The difficulty is that in theory there’s no reason why a nullable field in the input should translate to a nullable field in the output. For example, you could use ismissing(x.a). In practice, though, it wouldn’t be unreasonable to assume this, and if that assumption turns out to be wrong we can always convert the resulting array to a non-nullable one.

So this approach looks like it could work. It’s not very satisfying since it’s very ad-hoc, but if it works it could be good enough at least for 1.0.

Yes, this is basically what I suggest in my last reply to David, i.e. call promote_strict_type on each type of the Union returned by inference. What we need for this to work is that inference does not decide that a type is too complex when the Union gets too large: return_type has to return the full Union so that map/collect can use it to compute an accurate simplified type using promote_strict_type. I have no idea what problems that poses.

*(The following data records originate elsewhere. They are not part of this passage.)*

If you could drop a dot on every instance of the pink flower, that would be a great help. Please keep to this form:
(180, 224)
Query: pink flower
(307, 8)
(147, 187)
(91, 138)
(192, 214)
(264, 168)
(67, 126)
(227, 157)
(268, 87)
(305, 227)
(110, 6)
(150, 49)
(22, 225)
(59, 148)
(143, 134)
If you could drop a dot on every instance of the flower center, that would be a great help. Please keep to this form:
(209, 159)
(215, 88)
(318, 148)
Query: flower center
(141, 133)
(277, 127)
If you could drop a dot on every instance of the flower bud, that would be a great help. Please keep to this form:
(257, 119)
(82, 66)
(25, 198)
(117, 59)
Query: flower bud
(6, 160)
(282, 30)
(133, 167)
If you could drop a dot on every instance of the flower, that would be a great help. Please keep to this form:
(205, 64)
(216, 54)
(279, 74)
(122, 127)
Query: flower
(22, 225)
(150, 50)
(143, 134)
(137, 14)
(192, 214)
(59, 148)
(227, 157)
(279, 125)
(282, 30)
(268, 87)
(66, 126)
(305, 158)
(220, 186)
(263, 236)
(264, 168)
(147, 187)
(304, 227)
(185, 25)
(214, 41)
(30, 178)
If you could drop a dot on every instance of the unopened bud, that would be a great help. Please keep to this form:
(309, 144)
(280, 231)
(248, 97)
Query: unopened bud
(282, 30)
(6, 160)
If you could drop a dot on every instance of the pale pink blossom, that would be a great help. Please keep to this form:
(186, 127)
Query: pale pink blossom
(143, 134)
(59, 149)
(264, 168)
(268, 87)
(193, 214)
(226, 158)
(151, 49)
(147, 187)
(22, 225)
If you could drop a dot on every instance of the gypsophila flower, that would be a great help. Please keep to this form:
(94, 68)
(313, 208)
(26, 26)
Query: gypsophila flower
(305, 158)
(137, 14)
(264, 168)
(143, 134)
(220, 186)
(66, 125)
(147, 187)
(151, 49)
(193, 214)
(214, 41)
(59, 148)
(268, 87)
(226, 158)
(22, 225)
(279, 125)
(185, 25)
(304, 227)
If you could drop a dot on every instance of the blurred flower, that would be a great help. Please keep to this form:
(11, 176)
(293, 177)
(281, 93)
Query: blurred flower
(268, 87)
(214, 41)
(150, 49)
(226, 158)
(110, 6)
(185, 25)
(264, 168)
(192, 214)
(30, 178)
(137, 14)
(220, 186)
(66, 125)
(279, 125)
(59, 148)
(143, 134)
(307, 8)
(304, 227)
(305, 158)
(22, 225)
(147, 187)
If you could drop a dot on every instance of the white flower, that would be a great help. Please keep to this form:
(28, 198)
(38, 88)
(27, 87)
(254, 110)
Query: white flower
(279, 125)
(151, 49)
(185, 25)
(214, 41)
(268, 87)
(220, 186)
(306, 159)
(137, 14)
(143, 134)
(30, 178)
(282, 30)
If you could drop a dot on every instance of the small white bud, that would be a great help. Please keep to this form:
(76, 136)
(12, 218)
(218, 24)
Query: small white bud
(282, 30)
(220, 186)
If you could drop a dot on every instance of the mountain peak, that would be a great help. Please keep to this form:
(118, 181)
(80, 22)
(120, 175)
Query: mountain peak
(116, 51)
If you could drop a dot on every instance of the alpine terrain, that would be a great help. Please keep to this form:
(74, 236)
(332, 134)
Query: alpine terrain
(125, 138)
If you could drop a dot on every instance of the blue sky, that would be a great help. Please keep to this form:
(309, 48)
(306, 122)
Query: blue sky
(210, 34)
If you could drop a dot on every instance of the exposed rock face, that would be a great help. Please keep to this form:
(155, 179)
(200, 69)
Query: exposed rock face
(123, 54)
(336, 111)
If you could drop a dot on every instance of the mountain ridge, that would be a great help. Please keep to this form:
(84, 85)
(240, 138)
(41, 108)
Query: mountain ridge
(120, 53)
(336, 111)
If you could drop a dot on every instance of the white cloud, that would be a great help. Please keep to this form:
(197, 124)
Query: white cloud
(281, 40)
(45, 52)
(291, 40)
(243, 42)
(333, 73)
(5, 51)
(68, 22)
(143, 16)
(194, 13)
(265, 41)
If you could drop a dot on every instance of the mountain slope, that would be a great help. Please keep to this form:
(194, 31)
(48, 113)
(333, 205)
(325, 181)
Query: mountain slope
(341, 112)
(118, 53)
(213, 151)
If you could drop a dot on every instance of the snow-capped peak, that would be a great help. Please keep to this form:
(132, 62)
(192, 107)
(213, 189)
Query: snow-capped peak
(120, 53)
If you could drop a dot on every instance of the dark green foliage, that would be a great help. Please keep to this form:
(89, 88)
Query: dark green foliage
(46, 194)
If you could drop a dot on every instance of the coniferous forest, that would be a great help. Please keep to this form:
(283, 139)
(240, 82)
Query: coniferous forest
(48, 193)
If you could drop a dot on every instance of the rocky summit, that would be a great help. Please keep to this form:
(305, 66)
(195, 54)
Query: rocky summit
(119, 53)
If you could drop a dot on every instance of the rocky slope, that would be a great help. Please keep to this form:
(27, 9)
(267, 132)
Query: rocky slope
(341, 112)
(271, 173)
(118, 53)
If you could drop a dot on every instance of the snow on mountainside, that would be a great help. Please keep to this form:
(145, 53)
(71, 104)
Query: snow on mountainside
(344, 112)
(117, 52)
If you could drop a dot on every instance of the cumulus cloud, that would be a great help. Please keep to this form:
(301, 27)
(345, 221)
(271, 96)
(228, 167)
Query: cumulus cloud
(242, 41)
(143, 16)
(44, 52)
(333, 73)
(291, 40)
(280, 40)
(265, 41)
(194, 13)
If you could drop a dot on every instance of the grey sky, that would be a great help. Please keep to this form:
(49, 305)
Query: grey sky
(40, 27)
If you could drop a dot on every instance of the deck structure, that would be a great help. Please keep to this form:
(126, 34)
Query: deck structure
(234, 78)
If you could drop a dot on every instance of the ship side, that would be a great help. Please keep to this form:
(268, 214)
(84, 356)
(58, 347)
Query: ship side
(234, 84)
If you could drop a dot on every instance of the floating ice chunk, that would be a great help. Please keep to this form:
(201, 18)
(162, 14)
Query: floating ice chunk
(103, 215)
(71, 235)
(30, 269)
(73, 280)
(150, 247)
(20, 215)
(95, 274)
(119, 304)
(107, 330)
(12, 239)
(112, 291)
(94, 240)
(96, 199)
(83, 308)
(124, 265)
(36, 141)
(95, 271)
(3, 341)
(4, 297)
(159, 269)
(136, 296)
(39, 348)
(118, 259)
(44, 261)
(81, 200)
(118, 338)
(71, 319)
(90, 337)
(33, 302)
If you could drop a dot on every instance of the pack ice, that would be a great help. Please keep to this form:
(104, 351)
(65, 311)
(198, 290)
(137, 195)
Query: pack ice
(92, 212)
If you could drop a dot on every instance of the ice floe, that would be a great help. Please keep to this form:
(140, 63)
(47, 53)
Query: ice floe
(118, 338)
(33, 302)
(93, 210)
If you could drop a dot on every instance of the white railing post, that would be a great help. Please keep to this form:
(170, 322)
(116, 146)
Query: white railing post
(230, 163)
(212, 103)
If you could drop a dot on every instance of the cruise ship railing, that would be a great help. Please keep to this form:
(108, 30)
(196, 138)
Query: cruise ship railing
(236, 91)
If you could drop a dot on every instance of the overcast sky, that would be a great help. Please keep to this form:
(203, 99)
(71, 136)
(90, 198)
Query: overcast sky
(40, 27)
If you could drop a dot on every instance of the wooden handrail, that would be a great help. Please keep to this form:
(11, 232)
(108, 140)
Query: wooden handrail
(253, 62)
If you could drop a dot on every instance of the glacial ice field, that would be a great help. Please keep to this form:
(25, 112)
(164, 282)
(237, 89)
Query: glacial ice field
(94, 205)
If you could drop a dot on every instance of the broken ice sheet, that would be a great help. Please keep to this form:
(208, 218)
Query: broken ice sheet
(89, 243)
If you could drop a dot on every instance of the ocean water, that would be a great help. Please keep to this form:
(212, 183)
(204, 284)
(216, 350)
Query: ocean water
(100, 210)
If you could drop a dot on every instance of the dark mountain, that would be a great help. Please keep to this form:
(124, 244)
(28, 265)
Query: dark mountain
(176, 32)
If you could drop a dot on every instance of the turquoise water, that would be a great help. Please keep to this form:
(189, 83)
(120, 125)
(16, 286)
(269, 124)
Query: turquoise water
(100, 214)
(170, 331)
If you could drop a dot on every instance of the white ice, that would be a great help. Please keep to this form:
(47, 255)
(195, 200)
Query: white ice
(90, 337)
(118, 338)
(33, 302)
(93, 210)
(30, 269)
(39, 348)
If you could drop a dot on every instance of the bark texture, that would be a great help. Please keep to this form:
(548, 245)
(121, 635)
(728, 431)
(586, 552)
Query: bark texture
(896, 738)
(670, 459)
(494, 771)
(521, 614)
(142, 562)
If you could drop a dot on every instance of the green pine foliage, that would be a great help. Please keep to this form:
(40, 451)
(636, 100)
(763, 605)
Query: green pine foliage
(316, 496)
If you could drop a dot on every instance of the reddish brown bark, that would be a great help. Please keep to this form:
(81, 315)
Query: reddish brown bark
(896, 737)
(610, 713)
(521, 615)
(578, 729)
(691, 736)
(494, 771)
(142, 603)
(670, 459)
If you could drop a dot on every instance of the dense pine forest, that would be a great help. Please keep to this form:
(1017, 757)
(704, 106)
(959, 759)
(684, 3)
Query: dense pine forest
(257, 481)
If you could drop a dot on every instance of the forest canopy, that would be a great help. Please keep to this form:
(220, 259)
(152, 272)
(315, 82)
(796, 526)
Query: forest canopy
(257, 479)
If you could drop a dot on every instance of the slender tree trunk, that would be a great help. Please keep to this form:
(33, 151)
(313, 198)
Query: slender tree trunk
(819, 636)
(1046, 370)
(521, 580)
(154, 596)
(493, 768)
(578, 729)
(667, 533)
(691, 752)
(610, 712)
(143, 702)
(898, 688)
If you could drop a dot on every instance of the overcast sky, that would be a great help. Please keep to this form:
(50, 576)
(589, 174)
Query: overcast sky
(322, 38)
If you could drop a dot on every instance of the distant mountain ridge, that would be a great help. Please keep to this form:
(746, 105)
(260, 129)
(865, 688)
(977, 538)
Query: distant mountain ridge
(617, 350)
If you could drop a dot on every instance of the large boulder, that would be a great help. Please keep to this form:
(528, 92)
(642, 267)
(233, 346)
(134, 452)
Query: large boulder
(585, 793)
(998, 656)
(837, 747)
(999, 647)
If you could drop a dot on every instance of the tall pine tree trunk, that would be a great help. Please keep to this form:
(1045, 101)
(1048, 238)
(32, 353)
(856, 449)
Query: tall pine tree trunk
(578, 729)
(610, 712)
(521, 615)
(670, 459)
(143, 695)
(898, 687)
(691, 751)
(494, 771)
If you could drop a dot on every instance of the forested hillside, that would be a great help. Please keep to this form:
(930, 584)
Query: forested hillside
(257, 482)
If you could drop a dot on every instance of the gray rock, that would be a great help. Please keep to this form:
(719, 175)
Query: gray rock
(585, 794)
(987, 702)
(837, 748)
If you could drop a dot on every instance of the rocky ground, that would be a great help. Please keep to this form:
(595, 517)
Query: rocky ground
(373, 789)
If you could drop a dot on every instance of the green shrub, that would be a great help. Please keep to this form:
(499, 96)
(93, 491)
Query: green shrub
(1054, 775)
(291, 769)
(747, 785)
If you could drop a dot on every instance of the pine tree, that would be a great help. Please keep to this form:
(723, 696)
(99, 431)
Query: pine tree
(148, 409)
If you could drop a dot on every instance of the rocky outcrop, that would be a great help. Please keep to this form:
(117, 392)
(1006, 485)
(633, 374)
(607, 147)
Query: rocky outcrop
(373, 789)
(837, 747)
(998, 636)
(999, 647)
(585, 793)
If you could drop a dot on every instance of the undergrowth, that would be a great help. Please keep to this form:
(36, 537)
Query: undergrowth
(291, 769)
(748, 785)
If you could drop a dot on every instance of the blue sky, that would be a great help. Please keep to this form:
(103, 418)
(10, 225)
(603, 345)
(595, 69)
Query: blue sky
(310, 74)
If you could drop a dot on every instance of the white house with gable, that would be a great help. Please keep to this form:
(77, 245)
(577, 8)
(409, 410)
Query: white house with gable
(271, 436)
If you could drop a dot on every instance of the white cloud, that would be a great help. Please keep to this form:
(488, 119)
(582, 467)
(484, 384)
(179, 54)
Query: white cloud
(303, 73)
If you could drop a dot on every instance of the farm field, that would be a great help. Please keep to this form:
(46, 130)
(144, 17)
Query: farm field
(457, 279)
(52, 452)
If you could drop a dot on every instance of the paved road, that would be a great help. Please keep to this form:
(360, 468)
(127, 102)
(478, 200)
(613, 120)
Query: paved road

My concern was that the full Union with an exponential number of elements could be too much for the compiler to handle without losing the type information completely, hence my heuristics, but I see @Tamas_Papp and @nalimilan points that it is not a general solution. On the other hand, maybe it’s fine to have a simple solution for simple cases and in more complicated scenarios the user would have to type the output explicitly if he/she wants better performance.

It would be great if Missing would not end up being “special”, so that users could define alternative types for finer granularity of missingness, relying on the same mechanisms of the language and the compiler.